Auteur déjà de deux romans qualifiés à leur sortie de "coup de poing", la nouvelle recrue du Diable Vauvert affiche un multilinguisme patronymique que n'expliquent pas ses origines toulousaines, mais qui fleure bon le polar old school. Et c'est presque ça. Mais si polar il y a bien, c'est plutôt du côté de Dantec qu'il va falloir guigner. C'est même là le problème.
Sur les bords de la Mer Morte
Tout commence en 70 de notre ère sur les bords de la Mer Morte avec un couple qui semble avoir pris une part plus qu'active dans la vie de Jésus. L'homme, Yehoshua, vient d'y finir la rédaction de ses "mémoires". Des rouleaux de peau qu'il a recouverts d'un araméen net et précis. Sous les yeux de Myriam, sa compagne, il les enterre dans une grotte oubliée, et avec elle, s'en va se perdre à tout jamais dans le désert de Judée.
Presque deux mille ans plus tard, c'est dans un laboratoire de Fairbanks, en Alaska que refont surface ces rouleaux. L'agent spécial Clyde Bowman, du FBI, attend enfin de pouvoir les consulter. Un mystérieux correspondant doit braver la tempête de glace qui fait rage au dehors pour les lui apporter. C'est sa part du marché. En contrepartie l'agent Bowman doit lui faire visiter les installations du projet Lazare. Un projet mis au point par deux prix Nobel de médecine et qui se propose de ressusciter les morts. Ce sera la dernière chose que Bowman et les deux médecins verront.

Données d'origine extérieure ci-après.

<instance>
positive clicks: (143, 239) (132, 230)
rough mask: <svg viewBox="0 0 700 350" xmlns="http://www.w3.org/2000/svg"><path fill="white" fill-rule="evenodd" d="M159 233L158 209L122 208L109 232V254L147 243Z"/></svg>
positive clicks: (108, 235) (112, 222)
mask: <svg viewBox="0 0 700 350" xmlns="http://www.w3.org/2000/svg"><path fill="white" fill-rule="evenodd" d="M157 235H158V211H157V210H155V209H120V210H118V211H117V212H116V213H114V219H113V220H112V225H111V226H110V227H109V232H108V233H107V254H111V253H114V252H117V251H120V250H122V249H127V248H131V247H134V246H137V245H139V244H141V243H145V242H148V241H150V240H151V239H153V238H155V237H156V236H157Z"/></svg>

Cinq jours plus tard, Nathan Love, profiler free lance, est tiré de sa retraite de l'Oregon, par Lance Maxwell, numéro 2 du FBI en personne. Voilà trois ans que Love s'est retiré du monde dans un dénuement monastique. Des années passées à méditer, à pratiquer le zen et les arts martiaux afin de "purifier sa ligne de vie". Des années pour se purger du cauchemar de sa dernière mission qui avait coûté la vie à Melany, sa femme.
Si Lance Maxwell s'est de nouveau tourné vers lui avec l'espoir de le voir accepter le contrat, c'est que parmi les victimes du massacre de Fairbanks figure son ami, Clyde Bowman.
Polar hybride
Le dernier testament est l'un de ces polars hybrides qui donne parfois d'excellents résultats. Mais parfois aussi de plus mitigés. En l'occurrence, ici, ça commence comme un roman de David Morell, et ça continue comme un Dantec. Ce qui fait tout de même beaucoup de références trop voyantes en seulement trente pages. A la décharge de Philip Le Roy, il ne fait pas mystère de ses sources d'inspirations. Elles sont majoritairement cinématographiques. Il cite volontiers Hitchcock, Tarantino ou Kubrick, mais tait en revanche les plus ringues, qui sont pourtant les plus évidentes, comme Steven Seagal, avec qui Nathan Love entretient un cousinage troublant. Tout comme son modèle à catogan, Love pratique za-zen et la Voie de la tactique. Philip Le Roy passe tant de temps à nous décrire ce grand vide qui est censé habiter son héros qu'on finit par ne plus y voir qu'un catalogue de philosophies asiato-guerrières, viatique habituel des brutes qui veulent se donner un vernis de culture. Car Nathan Love est une brute. Ses prouesses nous sont décrites par le menu. Bastons, menaces physiques, massacres allègres et morts au tournant. Heureusement que ce gars s'appelle Amour et qu'on nous serine qu'il a choisi la voie du non-combat et du dépouillement.
Un dépouillement qu'au lieu de professer par la bouche de son héros, Philip Le Roy devrait appliquer plus assidûment à son style qui frôle parfois le pompier et a des relents de Gérard de Villiers. Comme lui, il a la métaphore lyrique. "Son corps, armure souple et tranquille qui masquait un esprit en ébullition…" c'est charmant, délicieusement seventies, mais ça n'a plus sa place dans un genre qui a depuis connu la plume d'un Ellroy.
Roman plus complexé que complexe, saupoudré de quelques considérations très café du commerce, histoire de lui donner une consistance sociale, Le Dernier Testament n'en reste pas moins d'une lecture agréablement distrayante. Par delà ses tics agaçants, Philip Le Roy a un vrai sens de l'action, à défaut d'avoir le sens du suspens. Il lui reste toutefois à s'émanciper de ses références, et à ne pas essayer d'être le Dantec de gauche. D'autant que lorsqu'on voit ce qu'est devenu celui de droite, je ne suis pas sûr d'avoir envie de retenter l'expérience, fût-ce dans l'autre sens.